Meskipun sering dihubungkan dengan penyakit tuberkulosis paru, tapi tidak
jarang penyakit paru tersebut tidak dijumpai pada penderita dengan konjungtivitis
flikten. Penyakit lain yang dihubungkan dengan konjungtivitis flikten adalah
helmintiasis. Di Indonesia umumnya, terutama anak-anak menderita helmintiasis,
sehingga hubungannya dengan konjungtivitis flikten menjadi tidak jelas . (Alamsyah,
2$$7)
4. PATHOFISIOLOGI
a. Konjungtivitis Alergi
Konjungtivitis alergi adalah salah satu dari penyakit mata eksternal yang
paling sering terjadi. Bentuk konjungtivitis ini mungkin musiman atau musim-musim
tertentu saja dan biasanya ada hubungannya dengan kesensitifan dengan serbuk sari,
protein hewani, bulu-bulu, debu, bahan makanan tertentu, gigitan serangga, obat-
obatan. Konjungtivitis alergi mungkin juga dapat terjadi setelah kontak dengan bahan
kimia beracun seperti hair spray, make up, asap, atau asap rokok. Asthma, gatal-gatal
karena alergi tanaman dan eksim, juga berhubungan dengan alergi konjungtivitis.
b. Konjungtivitis Bakteri
Konjungtivitis bakteri disebut juga “Pink Eye”. Bentuk ini adalah
konjungtivitis yang mudah ditularkan, yang biasanya disebabkan oleh staphylococcus
aureus. Mungkin juga terjadi setelah sembuh dari haemophylus influenza atau neiseria
gonorhe.
c. Konjungtivitis Bakteri Hiperakut
Neisseria gonnorrhoeae dapat menyebabkan konjungtivitis bakteri
hiperakut yang berat dan mengancam penglihatan.
d. Konjungtivitis Viral
Jenis konjungtivitis ini adalah akibat infeksi human adenovirus (yang
paling sering adalah keratokonjungtivitis epidermika) atau dari penyakit virus
sistemik seperti mumps dan mononukleus. Biasanya disertai dengan pembentukan
folikel sehingga disebut juga konjungtivitis folikularis. Mata yang lain biasanya
tertular dalam 24-48 jam.
e. Konjungtivitis Blenore
Konjungtivitis purulen (bernanah pada bayi dan konjungtivitis gonore).

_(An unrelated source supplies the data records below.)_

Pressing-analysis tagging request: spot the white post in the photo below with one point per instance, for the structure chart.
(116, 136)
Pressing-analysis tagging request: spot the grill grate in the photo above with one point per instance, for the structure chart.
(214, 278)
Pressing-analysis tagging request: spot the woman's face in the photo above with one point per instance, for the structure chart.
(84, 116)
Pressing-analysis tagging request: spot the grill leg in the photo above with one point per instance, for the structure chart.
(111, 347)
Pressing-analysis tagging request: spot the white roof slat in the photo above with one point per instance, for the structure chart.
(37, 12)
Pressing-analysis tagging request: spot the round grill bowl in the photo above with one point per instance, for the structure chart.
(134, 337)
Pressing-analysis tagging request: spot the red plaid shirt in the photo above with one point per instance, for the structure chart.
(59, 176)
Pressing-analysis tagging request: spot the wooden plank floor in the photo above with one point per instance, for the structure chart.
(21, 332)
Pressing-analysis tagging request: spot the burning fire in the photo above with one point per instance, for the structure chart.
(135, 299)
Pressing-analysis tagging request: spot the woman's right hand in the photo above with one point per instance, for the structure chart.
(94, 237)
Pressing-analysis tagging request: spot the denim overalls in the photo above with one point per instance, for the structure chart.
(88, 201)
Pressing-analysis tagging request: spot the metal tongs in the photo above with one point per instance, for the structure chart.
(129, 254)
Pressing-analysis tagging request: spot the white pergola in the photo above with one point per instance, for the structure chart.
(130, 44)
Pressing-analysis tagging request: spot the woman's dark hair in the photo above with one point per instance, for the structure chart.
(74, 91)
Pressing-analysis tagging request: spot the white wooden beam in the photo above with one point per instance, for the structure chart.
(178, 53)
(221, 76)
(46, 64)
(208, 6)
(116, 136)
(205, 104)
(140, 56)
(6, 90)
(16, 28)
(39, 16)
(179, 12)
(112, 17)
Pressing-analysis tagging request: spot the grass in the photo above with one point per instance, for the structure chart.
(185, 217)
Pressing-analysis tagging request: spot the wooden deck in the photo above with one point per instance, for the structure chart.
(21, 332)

Blenore neonatorum merupakan konjungtivitis yang terdapat pada bayi yang baru
lahir.
5. GEJALA KLINIS
Gejala subjektif meliputi rasa gatal, kasar (ngeres/tercakar) atau terasa ada
benda asing. Penyebab keluhan ini adalah edema konjungtiva, terbentuknya hipertrofi
papilaris, dan folikel yang mengakibatkan perasaan adanya benda asing didalam mata.
Gejala objektif meliputi hyperemia konjungtiva, epifora (keluar air mata
berlebihan), pseudoptosis (kelopak mata atas seperti akan menutup), tampak semacam
membrane atau pseudomembran akibat koagulasi fibrin.
Penyakit radang mata yang tidak segera ditangani atau diobati bisa
menyebabkan kerusakan pada mata atau gangguan pada mata dan menimbulkan
komplikasi. Beberapa komplikasi dari konjungtivitis yang tidak tertangani
diantaranya :
a) Glaucoma
b) Katarak
c) Ablasi retina
d) Komplikasi pada konjungtivitis kataral teronik merupakan segala penyulit dari
blefaritis seperti ekstropin, trikiasis .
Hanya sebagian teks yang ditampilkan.